De la pointe de ses chaussures il reconnaît à tâtons, pourrait-on dire, la pierre plus lisse du caniveau qui, il le sait, va le guider jusqu'à la fontaine de la place. Le silence est pesant. Au fil de ses pas, l'obscurité se fait moins dense. «Le vent aura chassé les nuages» se dit-il. Mais la lueur blafarde se fait plus sensible et il perçoit maintenant les bas-côtés de son chemin, la ramure des arbres et même la silhouette de la statue qui domine la fontaine. Levant les yeux, il devine la masse de la colline au mitan de laquelle se trouve sa petite maison. Cette ombre semble le menacer car des lueurs tremblotantes se font plus précises, au delà des falaises rocheuses qui couronnent la montagne.

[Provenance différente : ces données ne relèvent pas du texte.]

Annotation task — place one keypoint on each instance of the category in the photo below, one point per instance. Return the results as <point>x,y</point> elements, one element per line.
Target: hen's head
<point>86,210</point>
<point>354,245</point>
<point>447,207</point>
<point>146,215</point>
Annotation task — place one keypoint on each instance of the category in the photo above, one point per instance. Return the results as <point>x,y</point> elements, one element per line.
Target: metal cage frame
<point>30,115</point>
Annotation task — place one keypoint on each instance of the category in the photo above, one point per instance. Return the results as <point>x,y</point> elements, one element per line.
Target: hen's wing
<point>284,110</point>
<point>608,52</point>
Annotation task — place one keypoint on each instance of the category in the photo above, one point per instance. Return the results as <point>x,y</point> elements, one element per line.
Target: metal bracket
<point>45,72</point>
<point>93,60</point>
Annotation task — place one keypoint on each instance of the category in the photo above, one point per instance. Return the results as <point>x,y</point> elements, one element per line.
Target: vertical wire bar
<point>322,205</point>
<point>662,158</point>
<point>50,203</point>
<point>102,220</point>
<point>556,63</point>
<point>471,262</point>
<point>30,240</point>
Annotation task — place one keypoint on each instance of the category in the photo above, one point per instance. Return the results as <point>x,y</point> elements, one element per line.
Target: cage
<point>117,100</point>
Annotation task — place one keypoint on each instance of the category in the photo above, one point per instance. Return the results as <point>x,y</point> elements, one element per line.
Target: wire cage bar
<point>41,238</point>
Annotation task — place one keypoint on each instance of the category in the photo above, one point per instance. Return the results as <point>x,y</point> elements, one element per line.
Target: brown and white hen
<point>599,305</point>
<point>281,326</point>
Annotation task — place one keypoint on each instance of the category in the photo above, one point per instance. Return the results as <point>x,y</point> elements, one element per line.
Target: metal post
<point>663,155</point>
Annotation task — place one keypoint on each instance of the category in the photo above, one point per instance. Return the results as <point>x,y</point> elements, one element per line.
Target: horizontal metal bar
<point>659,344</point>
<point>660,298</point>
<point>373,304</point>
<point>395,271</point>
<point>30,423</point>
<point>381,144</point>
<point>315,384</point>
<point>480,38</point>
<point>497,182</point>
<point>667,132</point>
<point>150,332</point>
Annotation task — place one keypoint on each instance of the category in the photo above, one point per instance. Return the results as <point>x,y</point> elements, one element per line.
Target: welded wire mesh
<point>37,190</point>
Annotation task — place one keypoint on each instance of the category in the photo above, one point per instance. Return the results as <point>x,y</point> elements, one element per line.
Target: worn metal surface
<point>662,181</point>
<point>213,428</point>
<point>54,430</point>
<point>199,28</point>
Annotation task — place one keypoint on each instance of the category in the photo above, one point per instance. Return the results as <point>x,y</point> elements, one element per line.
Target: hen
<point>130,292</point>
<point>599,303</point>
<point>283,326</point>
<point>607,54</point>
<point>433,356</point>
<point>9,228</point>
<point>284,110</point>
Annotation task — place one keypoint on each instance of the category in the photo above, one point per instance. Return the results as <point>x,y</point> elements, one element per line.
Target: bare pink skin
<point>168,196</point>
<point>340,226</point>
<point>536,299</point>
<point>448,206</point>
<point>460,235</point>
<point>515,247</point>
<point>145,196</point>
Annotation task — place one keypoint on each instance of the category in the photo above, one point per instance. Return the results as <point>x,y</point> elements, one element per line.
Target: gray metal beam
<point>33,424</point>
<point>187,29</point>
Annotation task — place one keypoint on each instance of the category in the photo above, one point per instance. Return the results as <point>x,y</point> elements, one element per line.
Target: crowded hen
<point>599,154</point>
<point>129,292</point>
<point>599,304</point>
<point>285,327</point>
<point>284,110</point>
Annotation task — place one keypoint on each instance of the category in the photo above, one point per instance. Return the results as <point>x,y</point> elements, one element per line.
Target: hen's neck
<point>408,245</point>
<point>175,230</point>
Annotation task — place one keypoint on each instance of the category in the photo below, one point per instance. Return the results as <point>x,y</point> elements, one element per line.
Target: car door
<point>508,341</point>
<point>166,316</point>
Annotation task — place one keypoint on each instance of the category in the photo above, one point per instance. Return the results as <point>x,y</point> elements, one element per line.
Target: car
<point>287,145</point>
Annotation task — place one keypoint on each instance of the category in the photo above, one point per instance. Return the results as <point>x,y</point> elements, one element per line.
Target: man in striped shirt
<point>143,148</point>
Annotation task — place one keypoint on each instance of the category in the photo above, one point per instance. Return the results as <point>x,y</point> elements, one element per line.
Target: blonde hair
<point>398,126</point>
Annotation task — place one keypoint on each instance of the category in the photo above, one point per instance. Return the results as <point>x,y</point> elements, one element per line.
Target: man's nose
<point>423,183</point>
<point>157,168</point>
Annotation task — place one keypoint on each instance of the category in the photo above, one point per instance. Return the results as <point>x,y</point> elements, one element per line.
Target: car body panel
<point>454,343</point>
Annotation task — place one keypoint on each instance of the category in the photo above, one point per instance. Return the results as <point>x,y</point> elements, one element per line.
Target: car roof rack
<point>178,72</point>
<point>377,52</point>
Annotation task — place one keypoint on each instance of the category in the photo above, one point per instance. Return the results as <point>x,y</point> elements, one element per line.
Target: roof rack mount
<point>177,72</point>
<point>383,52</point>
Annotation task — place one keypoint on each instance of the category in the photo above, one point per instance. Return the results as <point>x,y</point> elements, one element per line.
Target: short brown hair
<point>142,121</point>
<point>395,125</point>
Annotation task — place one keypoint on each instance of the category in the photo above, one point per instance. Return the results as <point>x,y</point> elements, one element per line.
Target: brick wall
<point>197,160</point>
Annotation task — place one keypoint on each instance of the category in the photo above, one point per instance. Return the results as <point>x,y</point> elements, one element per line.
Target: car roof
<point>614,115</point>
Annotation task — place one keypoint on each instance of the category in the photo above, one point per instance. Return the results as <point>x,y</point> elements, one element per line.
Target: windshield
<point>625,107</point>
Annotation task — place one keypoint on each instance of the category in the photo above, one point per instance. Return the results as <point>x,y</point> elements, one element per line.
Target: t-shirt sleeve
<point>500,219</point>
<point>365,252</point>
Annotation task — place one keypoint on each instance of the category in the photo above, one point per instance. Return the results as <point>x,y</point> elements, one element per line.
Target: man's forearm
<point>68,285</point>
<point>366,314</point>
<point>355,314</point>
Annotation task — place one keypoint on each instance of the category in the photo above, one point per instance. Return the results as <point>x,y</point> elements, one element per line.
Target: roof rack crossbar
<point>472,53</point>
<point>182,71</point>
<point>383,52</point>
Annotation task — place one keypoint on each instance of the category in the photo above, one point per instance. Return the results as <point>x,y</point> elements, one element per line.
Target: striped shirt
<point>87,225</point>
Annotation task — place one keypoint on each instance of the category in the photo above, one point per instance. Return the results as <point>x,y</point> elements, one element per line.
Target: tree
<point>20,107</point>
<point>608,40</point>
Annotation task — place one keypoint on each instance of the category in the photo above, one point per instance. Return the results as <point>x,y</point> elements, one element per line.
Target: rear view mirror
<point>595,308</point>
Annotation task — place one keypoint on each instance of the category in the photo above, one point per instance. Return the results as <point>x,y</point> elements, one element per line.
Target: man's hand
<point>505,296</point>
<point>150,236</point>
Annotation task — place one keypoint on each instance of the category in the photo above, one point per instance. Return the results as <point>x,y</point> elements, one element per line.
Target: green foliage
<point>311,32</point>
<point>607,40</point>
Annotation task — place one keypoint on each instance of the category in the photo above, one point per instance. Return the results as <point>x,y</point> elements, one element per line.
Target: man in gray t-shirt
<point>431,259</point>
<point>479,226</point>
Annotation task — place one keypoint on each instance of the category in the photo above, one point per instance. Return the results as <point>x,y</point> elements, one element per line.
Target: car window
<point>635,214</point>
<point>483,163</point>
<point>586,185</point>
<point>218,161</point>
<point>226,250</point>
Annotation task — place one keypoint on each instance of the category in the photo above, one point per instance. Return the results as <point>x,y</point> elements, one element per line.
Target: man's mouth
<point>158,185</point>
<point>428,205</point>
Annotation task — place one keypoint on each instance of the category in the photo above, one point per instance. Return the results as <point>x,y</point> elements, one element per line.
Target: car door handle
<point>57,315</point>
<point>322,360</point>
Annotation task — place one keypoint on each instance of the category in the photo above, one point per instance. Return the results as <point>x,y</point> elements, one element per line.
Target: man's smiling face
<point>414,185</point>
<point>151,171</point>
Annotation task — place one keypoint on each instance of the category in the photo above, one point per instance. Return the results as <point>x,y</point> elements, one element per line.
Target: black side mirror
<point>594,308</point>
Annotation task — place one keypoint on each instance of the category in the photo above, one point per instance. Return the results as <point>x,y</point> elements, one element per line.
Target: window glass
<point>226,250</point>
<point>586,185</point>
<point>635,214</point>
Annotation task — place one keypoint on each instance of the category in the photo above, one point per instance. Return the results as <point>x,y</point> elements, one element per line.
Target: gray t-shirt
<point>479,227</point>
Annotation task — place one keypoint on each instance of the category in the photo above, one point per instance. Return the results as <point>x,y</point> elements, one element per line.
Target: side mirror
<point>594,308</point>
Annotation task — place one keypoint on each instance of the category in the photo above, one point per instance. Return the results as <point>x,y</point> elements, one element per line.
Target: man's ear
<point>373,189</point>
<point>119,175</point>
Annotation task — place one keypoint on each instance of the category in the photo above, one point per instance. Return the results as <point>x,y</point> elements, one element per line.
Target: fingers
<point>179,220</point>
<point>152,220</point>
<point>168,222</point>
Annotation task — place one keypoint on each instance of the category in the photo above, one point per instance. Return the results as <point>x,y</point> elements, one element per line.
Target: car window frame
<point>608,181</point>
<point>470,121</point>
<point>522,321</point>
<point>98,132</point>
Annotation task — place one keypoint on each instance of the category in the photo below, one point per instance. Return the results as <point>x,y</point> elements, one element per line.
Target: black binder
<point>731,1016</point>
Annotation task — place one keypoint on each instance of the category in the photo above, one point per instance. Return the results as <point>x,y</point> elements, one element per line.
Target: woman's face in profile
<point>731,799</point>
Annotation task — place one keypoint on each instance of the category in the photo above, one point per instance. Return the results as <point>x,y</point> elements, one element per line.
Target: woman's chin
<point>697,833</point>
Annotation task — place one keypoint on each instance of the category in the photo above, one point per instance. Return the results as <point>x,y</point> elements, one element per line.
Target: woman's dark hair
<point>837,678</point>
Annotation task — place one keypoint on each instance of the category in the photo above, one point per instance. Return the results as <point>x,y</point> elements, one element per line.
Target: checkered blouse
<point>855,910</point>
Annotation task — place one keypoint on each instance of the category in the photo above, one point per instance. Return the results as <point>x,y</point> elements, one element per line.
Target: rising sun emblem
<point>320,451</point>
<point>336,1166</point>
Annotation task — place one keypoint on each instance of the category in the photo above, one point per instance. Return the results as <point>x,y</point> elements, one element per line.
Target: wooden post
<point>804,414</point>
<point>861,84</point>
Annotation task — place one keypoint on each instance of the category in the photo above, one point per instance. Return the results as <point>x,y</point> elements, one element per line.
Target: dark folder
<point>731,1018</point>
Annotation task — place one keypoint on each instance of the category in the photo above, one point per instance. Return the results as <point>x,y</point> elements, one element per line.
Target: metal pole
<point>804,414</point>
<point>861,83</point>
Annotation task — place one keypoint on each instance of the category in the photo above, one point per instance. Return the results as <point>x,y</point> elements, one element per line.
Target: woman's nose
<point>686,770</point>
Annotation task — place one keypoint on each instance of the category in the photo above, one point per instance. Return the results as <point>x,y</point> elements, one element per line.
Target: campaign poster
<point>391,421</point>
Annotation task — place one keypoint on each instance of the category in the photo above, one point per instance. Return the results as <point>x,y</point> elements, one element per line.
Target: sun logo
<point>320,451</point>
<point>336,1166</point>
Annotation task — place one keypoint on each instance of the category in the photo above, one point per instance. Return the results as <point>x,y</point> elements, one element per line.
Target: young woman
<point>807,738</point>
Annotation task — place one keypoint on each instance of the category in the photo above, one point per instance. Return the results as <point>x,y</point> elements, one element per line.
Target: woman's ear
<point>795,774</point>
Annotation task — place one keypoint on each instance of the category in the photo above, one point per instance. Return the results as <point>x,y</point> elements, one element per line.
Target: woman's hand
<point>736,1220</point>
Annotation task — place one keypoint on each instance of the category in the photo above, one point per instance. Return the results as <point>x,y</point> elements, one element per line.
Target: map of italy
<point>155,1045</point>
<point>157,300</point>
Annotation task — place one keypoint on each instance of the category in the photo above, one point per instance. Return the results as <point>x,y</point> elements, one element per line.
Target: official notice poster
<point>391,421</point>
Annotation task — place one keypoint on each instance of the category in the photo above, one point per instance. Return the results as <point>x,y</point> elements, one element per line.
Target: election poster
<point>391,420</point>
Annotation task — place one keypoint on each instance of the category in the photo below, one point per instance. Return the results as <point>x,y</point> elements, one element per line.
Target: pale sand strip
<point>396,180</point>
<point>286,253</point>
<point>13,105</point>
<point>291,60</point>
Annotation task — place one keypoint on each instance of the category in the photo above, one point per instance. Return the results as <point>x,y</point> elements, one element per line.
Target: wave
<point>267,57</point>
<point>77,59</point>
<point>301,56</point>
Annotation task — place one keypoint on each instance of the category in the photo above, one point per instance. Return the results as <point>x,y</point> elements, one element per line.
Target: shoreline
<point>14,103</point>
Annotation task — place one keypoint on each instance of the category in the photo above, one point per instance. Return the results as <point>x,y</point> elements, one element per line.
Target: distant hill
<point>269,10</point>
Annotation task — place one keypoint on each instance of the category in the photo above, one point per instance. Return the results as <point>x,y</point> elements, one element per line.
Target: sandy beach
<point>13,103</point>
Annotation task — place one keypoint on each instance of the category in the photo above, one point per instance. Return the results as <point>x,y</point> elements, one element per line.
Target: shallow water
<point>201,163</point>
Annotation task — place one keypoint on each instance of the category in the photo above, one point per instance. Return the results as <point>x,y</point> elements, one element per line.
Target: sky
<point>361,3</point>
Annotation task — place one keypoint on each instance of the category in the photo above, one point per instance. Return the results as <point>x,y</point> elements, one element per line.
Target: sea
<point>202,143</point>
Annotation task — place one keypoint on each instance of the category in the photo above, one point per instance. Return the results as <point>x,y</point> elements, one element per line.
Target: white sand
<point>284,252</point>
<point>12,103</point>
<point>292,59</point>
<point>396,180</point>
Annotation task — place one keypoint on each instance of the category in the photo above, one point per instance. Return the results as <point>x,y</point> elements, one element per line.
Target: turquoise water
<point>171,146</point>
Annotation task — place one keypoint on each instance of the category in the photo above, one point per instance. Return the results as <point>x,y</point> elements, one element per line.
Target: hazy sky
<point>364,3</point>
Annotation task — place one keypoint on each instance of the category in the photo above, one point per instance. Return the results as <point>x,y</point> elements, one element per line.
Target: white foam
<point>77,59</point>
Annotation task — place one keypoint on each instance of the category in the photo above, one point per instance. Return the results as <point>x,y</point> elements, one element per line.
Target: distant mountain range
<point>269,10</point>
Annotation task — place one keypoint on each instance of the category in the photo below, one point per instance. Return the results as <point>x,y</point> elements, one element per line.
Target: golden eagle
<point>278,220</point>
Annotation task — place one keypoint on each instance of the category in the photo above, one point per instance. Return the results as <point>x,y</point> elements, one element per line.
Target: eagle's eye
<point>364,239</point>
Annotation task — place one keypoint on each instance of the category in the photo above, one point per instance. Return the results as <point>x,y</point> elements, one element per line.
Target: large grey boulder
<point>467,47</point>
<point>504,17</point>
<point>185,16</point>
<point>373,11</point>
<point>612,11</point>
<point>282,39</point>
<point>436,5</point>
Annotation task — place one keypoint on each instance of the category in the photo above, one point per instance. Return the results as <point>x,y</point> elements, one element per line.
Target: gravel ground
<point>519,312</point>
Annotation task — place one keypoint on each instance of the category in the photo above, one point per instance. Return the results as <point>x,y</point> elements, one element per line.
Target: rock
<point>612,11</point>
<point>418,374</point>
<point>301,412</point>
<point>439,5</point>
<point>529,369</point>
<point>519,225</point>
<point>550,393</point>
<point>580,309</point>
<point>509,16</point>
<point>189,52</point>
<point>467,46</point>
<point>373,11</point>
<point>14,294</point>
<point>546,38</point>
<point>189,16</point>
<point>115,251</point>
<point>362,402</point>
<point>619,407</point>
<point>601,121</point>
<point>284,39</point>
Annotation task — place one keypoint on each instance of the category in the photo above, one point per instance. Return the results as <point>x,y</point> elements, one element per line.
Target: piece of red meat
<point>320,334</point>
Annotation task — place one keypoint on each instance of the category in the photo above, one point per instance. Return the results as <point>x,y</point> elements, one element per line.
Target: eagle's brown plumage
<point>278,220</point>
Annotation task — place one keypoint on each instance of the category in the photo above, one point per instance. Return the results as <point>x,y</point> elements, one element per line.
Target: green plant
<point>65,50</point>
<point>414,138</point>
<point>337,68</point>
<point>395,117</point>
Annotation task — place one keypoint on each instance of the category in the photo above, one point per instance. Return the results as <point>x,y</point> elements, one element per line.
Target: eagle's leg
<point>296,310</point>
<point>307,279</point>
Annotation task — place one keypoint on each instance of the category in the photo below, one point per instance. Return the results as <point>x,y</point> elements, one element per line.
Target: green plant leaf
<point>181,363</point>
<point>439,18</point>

Et soudain, une boule incandescente surgit là haut, vers le Nord. Trois autres la suivent de près. Elles glissent lentement et silencieusement dans le ciel noir. D'autres apparaissent encore sur la crête, en vagues désordonnées. La voûte céleste se remplit de lumières qui se dirigent vers lui. La plus grosse des boules descend, encore et encore et il lui semble qu'elle explore les terrain avant de se poser.

''Voilà, pense-t'il, tu n'as pas voulu croire, tu as nié l'évidence, ils vont te prouver qu'ils sont bien là. C'est tout simple: c'est toi qu'ils viennent chercher''.

Il frissonne et ses mains deviennent moites. Retourner au café avertir les autres? Impossible. Ces ….choses l'auront rattrapé bien avant. Pris de panique, le cœur battant la chamade, le vieil homme replet se met à courir, la tête levée vers ces envahisseurs.

Un grand coup dans les tibias le fait basculer en avant. Sa tête heurte violemment une surface dure et lisse et il perd connaissance.

Le jour se lève lorsque, transi de froid, il revient à lui. Le ciel est clair, les lueurs ont disparu. Une brouette gît, renversée à côté de lui. C'est elle qui a provoqué sa chute, près d'un chantier de maçonnerie. Un ronflement de moteur et une odeur de gasoil remplissent l'espace. Jérôme reconnaît une fourgonnette de la police cantonale. Deux hommes en uniforme s'approchent et l'aident à se relever: « Eh bien, M'sieur, que vous est-il arrivé? ».

Et il a passé plus de deux heures au poste à expliquer ce qu'il a vu à ces deux fonctionnaires goguenards. Ils lui ont dit qu'il était le seul à avoir observé ces objets euh...extraterrestres. Et plus il plus il s'énervait à tenter de donner des détails, plus ces hommes souriaient.

Il est rentré chez lui où, après un bon bol de café fumant, il tente de remettre de l'ordre dans ses pensées. La peur monte en lui, une peur étrange, animale. Reviendront-ils maintenant? Sûrement, car ils savent qu'il en a trop dit. Il renonce donc à aller dénicher des traces d’atterrissage dans les champs du village. Courbatu et fatigué, il s'allonge pour plonger aussitôt dans un sommeil sans rêves.

yvessoucoupesLa sonnette de la porte d'entrée l'a tiré de sa torpeur. Il ouvre précautionneusement. Les deux uniformes sont sur son seuil, le visage épanoui: ''On a fait notre enquête, M'sieur. Hier à Notham c'était la fête et ils ont lâché plein de lanternes chinoises, comme ils disent, à la tombée de la nuit. C'est la brise qui a dû les pousser vers chez vous''....

Jérôme soupire: jamais il n'arrivera à convaincre quiconque que les envahisseurs ont déjà débarqué sur terre. Peut-être ces deux policiers sont-ils eux mêmes des envahisseurs. Mais comment le prouver?